Does the Punishment Fit the Crime?
But the judge’s conclusion, whether true or false, raises more questions. For example, even if one agrees with her that there’s no “third person” in need of defense in abortions — a contention which the defendants fiercely dispute — does the punishment fit the so-called crime?
Eleven years is a long time. In previous years, pro-life activists convicted of similar behavior have often received one-, three-, and six-month sentences, avoiding longer sentences on the technicality that they have not blocked entrances to the facilities, which the FACE Act specifically prohibits. Father Fidelis Moscinski, for example, is currently finishing a three-month sentence in Nassau County for entering an abortion facility on Long Island and providing roses and counsel for expectant mothers.
By the standard of Moscinski’s current sentence (and the fact that no one’s been seriously injured by the defendants’ actions), 11 years seems extreme.

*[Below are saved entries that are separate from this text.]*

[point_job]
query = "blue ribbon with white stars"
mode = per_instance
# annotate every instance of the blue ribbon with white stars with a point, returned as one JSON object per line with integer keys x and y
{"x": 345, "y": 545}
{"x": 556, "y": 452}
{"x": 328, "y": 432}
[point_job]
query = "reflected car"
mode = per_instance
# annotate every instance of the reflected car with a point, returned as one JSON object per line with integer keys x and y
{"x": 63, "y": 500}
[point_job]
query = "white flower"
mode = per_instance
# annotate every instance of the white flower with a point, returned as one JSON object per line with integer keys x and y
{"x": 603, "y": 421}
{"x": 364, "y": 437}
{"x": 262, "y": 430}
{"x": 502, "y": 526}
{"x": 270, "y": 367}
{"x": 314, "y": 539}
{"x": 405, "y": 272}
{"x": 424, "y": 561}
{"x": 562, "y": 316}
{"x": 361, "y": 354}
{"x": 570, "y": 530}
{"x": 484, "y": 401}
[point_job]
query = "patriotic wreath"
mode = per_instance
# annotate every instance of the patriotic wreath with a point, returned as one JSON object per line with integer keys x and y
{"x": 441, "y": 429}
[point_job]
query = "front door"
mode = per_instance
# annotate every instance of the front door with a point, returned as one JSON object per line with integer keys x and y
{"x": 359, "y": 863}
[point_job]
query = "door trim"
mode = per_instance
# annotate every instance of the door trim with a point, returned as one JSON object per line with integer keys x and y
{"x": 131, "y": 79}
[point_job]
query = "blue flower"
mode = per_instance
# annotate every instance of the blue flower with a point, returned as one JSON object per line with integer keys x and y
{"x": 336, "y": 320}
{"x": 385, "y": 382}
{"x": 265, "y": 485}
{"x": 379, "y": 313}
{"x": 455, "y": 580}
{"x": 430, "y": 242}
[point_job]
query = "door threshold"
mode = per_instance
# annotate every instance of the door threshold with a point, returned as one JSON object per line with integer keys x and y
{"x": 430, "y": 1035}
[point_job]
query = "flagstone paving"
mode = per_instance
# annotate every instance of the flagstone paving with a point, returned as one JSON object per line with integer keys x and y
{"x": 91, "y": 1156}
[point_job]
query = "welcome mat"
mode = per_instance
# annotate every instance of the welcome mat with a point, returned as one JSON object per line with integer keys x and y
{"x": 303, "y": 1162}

But it’s becoming increasingly clear that through the application of the FACE Act, disproportion and immoderation are par for the course for a DOJ that’s excessively punitive toward pro-life Americans.
Double Standard
At the same time, the FACE Act should also theoretically protect pro-life pregnancy centers and their providers. Yet it has seldom been used by the current administration for those purposes — a charge which has led some to question whether the DOJ is “abusing the FACE Act to silence pro-life advocates.”
Rep. Chip Roy of Texas is one such questioner. “In 2022, the FACE Act was used more than two dozen times against pro-life activists including Mark Houck, Father Fidelis Moscinski, Lauren Handy, Herb Geraghty, and a Holocaust survivor,” he wrote in March 2023 in a letter signed by a handful of other lawmakers. “Prior to this year, the FACE Act had never been used to indict individuals related to an attack on a pro-life pregnancy center or house of worship.”
Roy also noted that the DOJ charged at least 26 pro-life Americans in 2022 with FACE Act violations, and zero pro-abortion activists, even though at least 88 pro-life resource centers and groups have been attacked since May 2022, according to Catholic Vote’s tracker, in connection with the “summer of rage.”
Such imbalances notwithstanding, the defendants in United States of America v. Lauren Handy, et al. remain optimistic, even seeing a potential sentence as part of their mission. “From Handy’s point of view, her incarcerations are not an interruption of her rescue work but a continuation of it,” Leah Libresco Sargeant wrote in a beautiful essay in June.
Others point out that a potential sentence, while perhaps unjust, can raise awareness. “This trial is in fact about the due process and equal protection rights of human persons living in the womb,” Goodman, one of the defendants, told me via email. “We are honored to bring their voices to the federal courts and fight this administration’s conspiracy of silence against our helpless sisters and brothers. If the judge ignores the babies and sends us to prison, we will continue our mission to be a voice for the voiceless.”
But still, he maintains, they shouldn’t have to. “Ours were not the actions of ‘extremists,’” he pointed out. “Rather, we chose an ordinary, proportionate response to a human life who is in immediate danger.”
Until Americans contend seriously with the question Louis C. K. raised — however irreverently he raised it — judges will have discretion to punish activists who peacefully protest an industry the FACE Act protects, even while applying the law lopsidedly. In the meantime, the outcome of the current case will signal to what extent pro-life defendants will be punished for protesting what they see as an unjust law that violates the most vulnerable, helpless victims.
“Draconian federal punishments like these against peaceful Americans have not been used since members of the underground railroad worked to free innocent people from bondage and were thus charged under the enormously unjust Fugitive Slave Act,” Goodman said. “The FACE Act is a similar tool of legal injustice instrumentalized to protect violence and those who perpetrate it.”